Mr Kenny said Fine Gael was "a broad spectrum" and he couldn't appoint everyone in the party as a senior spokes-person.
"The fact that people are not here today, it may be a disappointment to some of them," he said.
He held out the unlikely scenario that those left out, who he had not spoken to about the reshuffle, could be considered for ministerial office if Fine Gael got into power.
"They will have their opportunity when Fine Gael achieves government to be considered at that level also.
"The fact that members are here means they serve their responsibilities between here and the next general election.
"I look forward to leading this team as the front-runners for Fine Gael as we enter the last lap of the period before the forthcoming general election.
"Before our eyes, the stability of this Government is unravelling. The anxiety and the concerns and the mistrust that is there is an indication that its days are numbered," Mr Kenny said.

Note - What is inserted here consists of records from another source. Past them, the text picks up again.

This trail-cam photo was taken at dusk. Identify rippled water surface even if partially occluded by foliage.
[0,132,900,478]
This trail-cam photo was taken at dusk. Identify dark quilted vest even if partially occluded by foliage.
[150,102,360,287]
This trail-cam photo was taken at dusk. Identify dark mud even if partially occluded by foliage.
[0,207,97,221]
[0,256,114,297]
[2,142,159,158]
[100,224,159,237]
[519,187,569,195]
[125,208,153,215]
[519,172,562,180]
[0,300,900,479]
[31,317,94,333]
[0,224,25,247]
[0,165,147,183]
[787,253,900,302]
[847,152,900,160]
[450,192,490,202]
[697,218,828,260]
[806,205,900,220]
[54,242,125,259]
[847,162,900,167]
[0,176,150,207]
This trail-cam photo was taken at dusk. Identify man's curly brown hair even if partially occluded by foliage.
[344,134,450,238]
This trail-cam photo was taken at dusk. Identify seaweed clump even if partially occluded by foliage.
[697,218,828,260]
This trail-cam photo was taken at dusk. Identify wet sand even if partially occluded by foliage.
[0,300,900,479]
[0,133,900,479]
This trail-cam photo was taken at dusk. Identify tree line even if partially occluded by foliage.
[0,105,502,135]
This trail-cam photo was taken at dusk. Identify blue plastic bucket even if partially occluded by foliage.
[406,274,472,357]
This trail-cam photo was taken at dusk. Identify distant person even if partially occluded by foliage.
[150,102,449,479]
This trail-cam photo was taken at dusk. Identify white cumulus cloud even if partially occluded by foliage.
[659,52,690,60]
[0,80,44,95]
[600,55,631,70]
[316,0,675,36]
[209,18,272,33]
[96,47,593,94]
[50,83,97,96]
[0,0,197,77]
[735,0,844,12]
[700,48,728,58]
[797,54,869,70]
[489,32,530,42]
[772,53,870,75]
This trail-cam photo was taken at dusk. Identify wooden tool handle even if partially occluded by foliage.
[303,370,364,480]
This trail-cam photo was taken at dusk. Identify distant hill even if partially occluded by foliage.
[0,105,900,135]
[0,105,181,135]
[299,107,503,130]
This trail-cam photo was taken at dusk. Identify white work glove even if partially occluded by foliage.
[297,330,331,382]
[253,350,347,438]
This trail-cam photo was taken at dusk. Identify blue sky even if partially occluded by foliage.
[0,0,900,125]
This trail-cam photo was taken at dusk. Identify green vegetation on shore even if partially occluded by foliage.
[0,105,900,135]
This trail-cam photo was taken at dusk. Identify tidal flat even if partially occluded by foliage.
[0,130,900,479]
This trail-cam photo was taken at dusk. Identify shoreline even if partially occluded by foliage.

But he dodged a question on whether he would step up his performances on the economy and instead pointed to his new economic team of Michael Noonan, who takes over the finance portfolio, Mr Bruton, enterprise spokesman, Mr Varadkar, communications, and John Perry, who will look after small businesses.
"Of course, I am going to take a greater role and I am going to lead by example," Mr Kenny said.
"At urban and outside urban areas we have a message to preach that is not confined merely to economic circumstances but the social difficulties that our people face and the circumstances they find themselves in because of mismanagement and incompetence.
"This is a team leadership, everybody's got a responsibility."
He also defended a U-turn he did on the IRA army council. During a visit to Belfast last week, he said FG could not serve in government with Sinn Fein because the army council had not been stood down.
But he told the Dail this week he accepted the "IRA and its army council are no more".
Mr Kenny yesterday said he would write to Sinn Fein's Martin McGuinness, asking him to confirm the army council is "no longer relevant".
He wanted confirmation from Mr McGuinness that "the Sinn Fein party accepts that there is only one Oglaigh na hEireann and that is the Irish Army of the Irish Republic".